A 46-year-old woman with invasive lobular cancer. a A solid, hypo-echogenic, irregular, well-defined margin lesion is shown with conventional ultrasound; this lesion was classified as Breast Imaging-Reporting and Data System (BI-RADS) category 4a. b The elasticity imaging (EI) score of the lesion is 4. c The virtual touch tissue imaging (VTI) score of the lesion is 3. d In virtual touch tissue quantification (VTIQ) mode, the highest shear wave velocity (SWV) is 2.78 m/s

The diagnostic performance of VTIQ in this study was not as good as that in previous studies [18, 21]. One possible explanation is that VTIQ is not especially sensitive to small lesions, particularly to those lesions with a diameter less than 1 cm [7], and the diameter of 44.7% lesions in our study was smaller than 1 cm. On account of the different size distribution and pathology composition of breast lesions [12, 23, 29], it is difficult to compare our results accurately with those of these studies. In addition, an absolute value of VTIQ was not clinically practical because it was difficult to judge the lesions as benign or malignant when the SWV value was near the cut-off value.

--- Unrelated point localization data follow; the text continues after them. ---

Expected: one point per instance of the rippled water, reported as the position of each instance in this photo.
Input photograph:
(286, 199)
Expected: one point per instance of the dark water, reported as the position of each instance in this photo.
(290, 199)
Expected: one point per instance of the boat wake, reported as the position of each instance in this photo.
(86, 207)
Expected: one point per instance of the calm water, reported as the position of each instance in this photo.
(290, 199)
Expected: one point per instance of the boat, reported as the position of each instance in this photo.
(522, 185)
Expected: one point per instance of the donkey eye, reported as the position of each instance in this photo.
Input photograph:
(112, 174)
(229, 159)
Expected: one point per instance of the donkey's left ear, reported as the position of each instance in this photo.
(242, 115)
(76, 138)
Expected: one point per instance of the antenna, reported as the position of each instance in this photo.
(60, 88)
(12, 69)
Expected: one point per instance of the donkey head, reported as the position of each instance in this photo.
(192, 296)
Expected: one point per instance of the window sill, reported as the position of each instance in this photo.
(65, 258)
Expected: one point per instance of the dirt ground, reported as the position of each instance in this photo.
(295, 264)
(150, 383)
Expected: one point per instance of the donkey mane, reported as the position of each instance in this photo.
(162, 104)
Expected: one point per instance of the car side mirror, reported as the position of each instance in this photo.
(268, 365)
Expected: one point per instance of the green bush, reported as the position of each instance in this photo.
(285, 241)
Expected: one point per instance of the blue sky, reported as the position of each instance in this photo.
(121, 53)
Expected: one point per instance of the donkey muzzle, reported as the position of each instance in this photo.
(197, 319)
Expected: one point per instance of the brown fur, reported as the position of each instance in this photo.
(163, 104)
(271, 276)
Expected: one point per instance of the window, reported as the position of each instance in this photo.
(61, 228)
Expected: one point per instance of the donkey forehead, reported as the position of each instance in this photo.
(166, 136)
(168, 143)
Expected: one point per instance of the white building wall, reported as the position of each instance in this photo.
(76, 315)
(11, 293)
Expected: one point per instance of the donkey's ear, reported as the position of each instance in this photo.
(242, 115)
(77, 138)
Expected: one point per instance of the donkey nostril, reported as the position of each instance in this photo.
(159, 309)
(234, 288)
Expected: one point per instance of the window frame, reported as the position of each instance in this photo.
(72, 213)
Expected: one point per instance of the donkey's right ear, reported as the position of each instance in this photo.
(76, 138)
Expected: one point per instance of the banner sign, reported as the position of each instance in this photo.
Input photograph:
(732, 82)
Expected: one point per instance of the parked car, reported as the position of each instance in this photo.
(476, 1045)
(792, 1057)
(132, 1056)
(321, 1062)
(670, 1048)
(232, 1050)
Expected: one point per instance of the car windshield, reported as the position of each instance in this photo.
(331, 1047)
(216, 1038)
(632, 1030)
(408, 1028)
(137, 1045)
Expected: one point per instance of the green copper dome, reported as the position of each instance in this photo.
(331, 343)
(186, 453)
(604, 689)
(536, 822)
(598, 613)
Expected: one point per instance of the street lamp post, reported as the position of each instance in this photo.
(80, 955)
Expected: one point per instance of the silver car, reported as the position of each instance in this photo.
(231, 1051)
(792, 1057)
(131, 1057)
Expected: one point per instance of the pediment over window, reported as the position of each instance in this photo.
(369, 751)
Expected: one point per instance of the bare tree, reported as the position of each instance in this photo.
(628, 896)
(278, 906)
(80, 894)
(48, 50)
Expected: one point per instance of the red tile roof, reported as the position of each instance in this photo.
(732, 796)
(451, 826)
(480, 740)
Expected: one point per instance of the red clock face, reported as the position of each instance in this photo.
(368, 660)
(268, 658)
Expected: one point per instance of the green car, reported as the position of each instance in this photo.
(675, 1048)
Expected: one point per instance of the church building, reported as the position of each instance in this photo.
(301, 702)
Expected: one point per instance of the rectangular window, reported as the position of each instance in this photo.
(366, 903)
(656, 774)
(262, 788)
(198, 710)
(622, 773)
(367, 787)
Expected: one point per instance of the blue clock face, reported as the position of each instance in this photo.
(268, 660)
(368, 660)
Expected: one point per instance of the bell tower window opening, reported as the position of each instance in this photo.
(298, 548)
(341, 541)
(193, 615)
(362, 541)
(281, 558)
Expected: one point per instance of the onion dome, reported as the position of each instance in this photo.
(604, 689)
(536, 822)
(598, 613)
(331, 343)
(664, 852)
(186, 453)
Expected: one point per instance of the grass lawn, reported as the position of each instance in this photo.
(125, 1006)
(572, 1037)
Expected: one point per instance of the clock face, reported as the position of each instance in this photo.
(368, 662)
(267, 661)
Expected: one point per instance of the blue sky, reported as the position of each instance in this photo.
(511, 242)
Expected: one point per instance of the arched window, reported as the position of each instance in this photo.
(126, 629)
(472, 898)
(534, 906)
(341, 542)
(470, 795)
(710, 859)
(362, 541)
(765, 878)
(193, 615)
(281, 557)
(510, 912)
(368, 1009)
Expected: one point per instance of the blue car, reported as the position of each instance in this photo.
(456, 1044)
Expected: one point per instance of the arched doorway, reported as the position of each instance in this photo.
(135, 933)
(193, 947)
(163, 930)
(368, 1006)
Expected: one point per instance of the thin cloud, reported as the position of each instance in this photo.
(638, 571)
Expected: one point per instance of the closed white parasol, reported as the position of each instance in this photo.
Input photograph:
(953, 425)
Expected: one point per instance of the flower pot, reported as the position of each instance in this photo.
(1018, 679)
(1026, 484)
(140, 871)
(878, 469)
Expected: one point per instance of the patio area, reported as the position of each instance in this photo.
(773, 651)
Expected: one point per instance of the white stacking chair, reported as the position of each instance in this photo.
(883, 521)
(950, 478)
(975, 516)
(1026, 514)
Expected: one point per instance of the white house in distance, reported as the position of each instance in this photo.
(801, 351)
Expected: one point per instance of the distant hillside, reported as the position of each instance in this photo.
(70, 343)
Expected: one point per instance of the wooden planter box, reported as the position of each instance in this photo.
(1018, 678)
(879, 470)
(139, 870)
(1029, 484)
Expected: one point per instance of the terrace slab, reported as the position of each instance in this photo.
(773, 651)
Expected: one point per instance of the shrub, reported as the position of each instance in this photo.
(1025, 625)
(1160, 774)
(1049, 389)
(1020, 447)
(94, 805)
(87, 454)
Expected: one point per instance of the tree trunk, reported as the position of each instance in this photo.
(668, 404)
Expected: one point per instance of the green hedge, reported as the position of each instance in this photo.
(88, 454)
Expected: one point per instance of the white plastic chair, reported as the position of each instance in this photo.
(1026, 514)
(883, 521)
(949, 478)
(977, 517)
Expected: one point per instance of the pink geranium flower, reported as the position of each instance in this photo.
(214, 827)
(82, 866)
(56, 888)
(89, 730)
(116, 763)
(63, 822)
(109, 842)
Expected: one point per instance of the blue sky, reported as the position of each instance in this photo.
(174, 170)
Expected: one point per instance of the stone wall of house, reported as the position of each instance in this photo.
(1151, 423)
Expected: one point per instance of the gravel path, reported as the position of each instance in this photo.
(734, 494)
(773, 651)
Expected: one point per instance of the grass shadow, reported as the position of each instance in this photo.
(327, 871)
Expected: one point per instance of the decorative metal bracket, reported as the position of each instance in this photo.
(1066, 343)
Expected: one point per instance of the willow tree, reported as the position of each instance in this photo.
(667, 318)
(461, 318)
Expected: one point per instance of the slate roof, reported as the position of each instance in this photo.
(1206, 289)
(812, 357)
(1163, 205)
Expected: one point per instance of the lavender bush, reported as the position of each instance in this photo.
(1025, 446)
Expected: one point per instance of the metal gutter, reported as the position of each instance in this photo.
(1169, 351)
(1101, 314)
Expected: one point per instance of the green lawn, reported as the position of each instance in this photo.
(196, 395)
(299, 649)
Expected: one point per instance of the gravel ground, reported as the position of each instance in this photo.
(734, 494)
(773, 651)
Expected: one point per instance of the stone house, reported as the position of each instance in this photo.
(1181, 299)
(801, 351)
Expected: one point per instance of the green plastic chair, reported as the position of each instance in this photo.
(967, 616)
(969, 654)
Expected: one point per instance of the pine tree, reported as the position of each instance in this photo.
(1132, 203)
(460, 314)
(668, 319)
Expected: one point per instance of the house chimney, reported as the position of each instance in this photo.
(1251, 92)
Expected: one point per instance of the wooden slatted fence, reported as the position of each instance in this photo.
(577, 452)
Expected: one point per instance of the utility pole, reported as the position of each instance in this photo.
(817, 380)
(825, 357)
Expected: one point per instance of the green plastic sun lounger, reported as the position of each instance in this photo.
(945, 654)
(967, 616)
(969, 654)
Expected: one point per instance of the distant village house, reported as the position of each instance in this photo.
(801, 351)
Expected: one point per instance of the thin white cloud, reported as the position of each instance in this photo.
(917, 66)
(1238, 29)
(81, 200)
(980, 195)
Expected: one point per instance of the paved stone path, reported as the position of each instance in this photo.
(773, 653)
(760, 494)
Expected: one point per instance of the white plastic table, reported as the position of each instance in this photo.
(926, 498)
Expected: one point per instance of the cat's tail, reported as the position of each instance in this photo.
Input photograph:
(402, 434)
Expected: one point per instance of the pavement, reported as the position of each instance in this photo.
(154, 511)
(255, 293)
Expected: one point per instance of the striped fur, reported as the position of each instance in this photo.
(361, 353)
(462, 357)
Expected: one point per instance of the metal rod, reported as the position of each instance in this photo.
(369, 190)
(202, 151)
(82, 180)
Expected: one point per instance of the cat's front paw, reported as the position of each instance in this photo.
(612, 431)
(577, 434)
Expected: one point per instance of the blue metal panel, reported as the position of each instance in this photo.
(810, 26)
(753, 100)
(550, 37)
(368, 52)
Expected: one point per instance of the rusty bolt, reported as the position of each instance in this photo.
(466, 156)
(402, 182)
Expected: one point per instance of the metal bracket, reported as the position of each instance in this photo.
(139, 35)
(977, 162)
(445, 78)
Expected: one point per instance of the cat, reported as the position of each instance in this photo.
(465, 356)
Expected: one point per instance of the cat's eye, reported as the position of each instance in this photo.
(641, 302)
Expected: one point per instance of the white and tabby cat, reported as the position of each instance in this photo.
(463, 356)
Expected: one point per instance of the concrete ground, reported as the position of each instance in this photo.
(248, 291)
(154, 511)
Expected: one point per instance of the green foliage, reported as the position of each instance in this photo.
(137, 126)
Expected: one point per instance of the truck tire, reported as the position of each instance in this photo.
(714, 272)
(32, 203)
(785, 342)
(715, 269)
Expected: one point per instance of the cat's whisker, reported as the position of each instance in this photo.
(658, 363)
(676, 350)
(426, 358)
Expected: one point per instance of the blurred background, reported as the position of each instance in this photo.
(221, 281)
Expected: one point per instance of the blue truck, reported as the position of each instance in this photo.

Some limitations of this study need to be addressed. First, this was a single-center study, and the number of participants was relatively small; as a result, a full spectrum of breast diseases could not be covered. Therefore, further multicenter studies will be needed to validate the results of this study. Second, BI-RADS category 3 lesions were not enrolled because the follow-up time for most of these lesions was less than 12 months, and few of these lesions were biopsied. Furthermore, since multiple studies showed that the malignancy rate of BI-RADS 3 lesions was less than 0.7% [30,31,32], downgrading BI-RADS 4a lesions is more important than upgrading BI-RADS 3 lesions.

Conclusion

In summary, a combination of different types of elastography significantly improved the sensitivity and decreased the risk of downgrading breast cancers. The combination of EI and VTI showed a sensitivity similar to that of US BI-RADS, but the specificity was significantly improved, demonstrating that this combination is a potential way to downgrade BI-RADS category 4a lesions.